Organizations and beliefs are fictions that people adopt for matters of
convenience or comfort or tradition.
But in Islamic countries, the clear
message of this incident is that the real thing is Islam, and people
are its servants and its property. Islam is the heart of society — a
religion, a culture and a lawmaking government — and individuals are
only its hands and feet. People exist to serve Islam, and even the
lives of children are forfeit to its every rule and requirement.
That there are people who would even think
of turning little girls back into a burning building is disturbing.
That they could have official positions of power and long-term
community acceptance that would lead them to carry out such an act —
clearly, they thought they were doing the right thing, and didn’t think
twice about it — is, to those of us in the West, outrageous and
disgusting. Putting it bluntly, this is some sick shit.
Okay, now imagine a future world where
it’s no longer okay for me to say what I’m saying here. Imagine that
Islam were to gain protection from any and all criticism. The very
reporting of such a story could well be banned, and any backpressure
against future such incidents would vanish.
Really, if the Catholic Church had had
such protection from criticism, would we have ever heard of the
molestation cases? No. The priests involved would have had a free hand
to do whatever they chose, and even IF a local outcry forced a molester
out of some specific diocese, he’d be quietly transferred to another.
But it’s more likely that the person accusing the church would suffer,
rather than the church.
Here’s what I think: Scientology is a
twisted mess of laughable garbage that came from the mind of a
third-rate science fiction writer.

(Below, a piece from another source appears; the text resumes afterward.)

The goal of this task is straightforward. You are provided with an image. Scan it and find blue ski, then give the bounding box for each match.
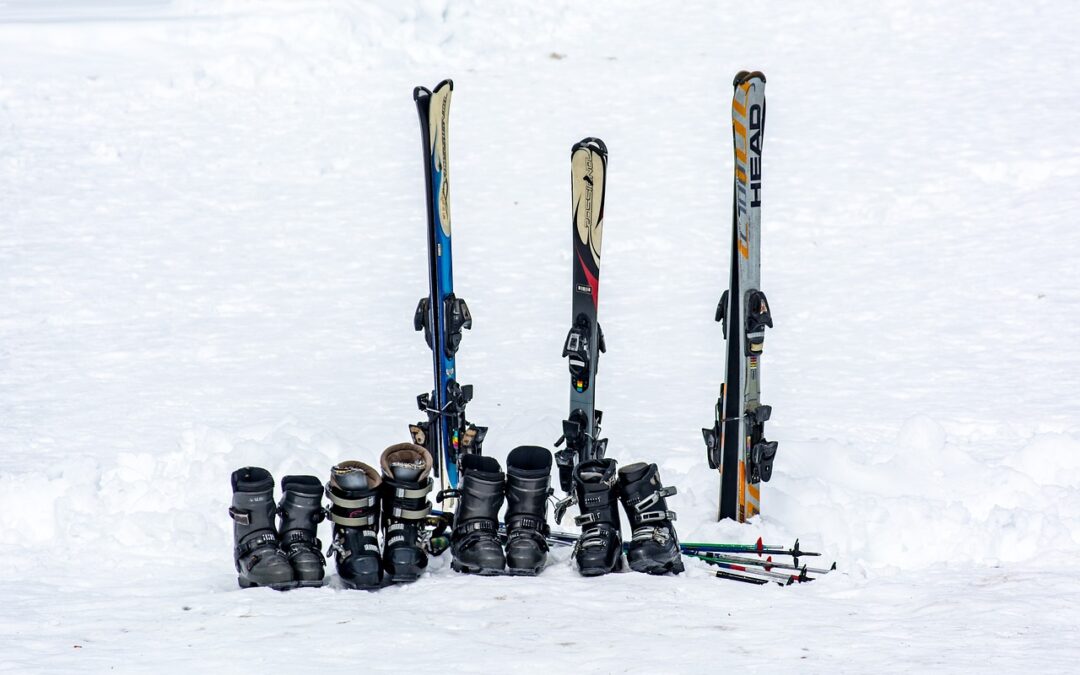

Mormonism is transparent crap that
got created from scratch by a small-time con man. The Jehovah’s Witness
religion — my father was a Witness, so I know a little something about
it — is a mess of humorless, tight-assed nonsense. The Southern Baptist
religion, where I watched my own grandmother run through the church
speaking in tongues, is silly in the extreme, but also scary as hell
because they take it seriously.
So are we going to pass resolutions banning me from saying such things? No.

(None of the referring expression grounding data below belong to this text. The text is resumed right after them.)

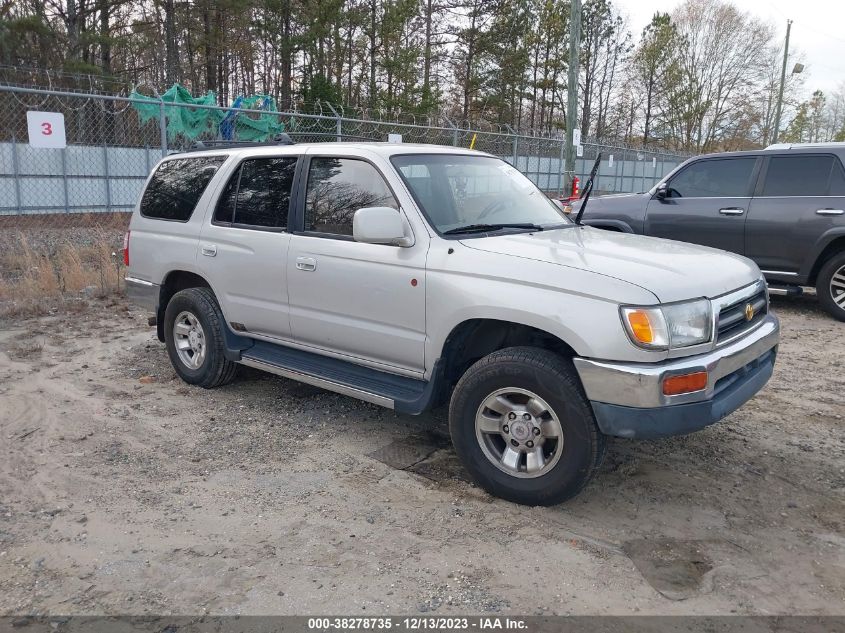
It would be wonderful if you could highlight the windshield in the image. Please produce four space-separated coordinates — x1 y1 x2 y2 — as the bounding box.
391 154 569 234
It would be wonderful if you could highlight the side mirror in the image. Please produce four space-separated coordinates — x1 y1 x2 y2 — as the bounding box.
655 182 669 199
353 207 412 246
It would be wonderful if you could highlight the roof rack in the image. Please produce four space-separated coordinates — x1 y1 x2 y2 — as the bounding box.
764 141 845 151
285 132 374 142
186 132 295 151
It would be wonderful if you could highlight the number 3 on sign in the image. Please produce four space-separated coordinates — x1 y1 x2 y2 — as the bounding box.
26 111 66 148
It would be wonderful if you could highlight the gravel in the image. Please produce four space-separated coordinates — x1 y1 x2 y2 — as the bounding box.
0 294 842 615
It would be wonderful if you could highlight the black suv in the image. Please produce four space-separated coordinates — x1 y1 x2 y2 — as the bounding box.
570 143 845 320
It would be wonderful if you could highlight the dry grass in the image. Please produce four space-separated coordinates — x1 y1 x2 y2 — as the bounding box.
0 212 131 231
0 228 126 318
2 338 44 360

In fact, the very attempt to do such a
thing is a clear admission that religions are losing the battle for the
hearts and minds of ordinary people … because the subject would never
come up unless people were ALREADY speaking out more and more with
their honest feelings.
It seems disturbing that this UN body
passed this resolution. But what the whole thing really means is that
Islam, cloistered away for so many hundreds of years, has finally
stepped out into the larger world. The same Enlightenment that softened
and weakened western religions now shines on Islam, and the
stranglehold it has had on its victims is being torn loose.
Evidence of which is that the resolution met with considerable protest.
“The European Union does not see the
concept of defamation of religion as a valid one in a human rights
discourse,” said a European Union representative. “The European Union
believes that a broader, more balanced and thoroughly rights-based text
would be best suited to address the issues underlying this draft
resolution.”
The Canadian representative said it best: “It is individuals who have rights, not religions.”
What this means is that because religions
have no rights, and should not have them, we, as individuals, must
always have the right to express our heartfelt opinions of any and all
of them. As long as the adherents of each religion have the right to
give glowing public testimonials of each, as they so obviously do, all
others should have the right to give less glowing opinions, in the same
public domain.
Here, I’ll demonstrate:
Islam sucks donkey butt.
Islam is an unflushed turd in the shiny
porcelain bowl of human intellectual progress, a reeking spot of cat
piss on the sofa cushions of human togetherness and tolerance, a
pus-leaking wound full of spreading, deadly ignorance that already
infects the minds of a billion innocent victims.
…
But then, I feel the exact same way about
the Catholic Church, the Church of Jesus Christ of Latter Day Saints,
the “church” of Scientology, and all the rest.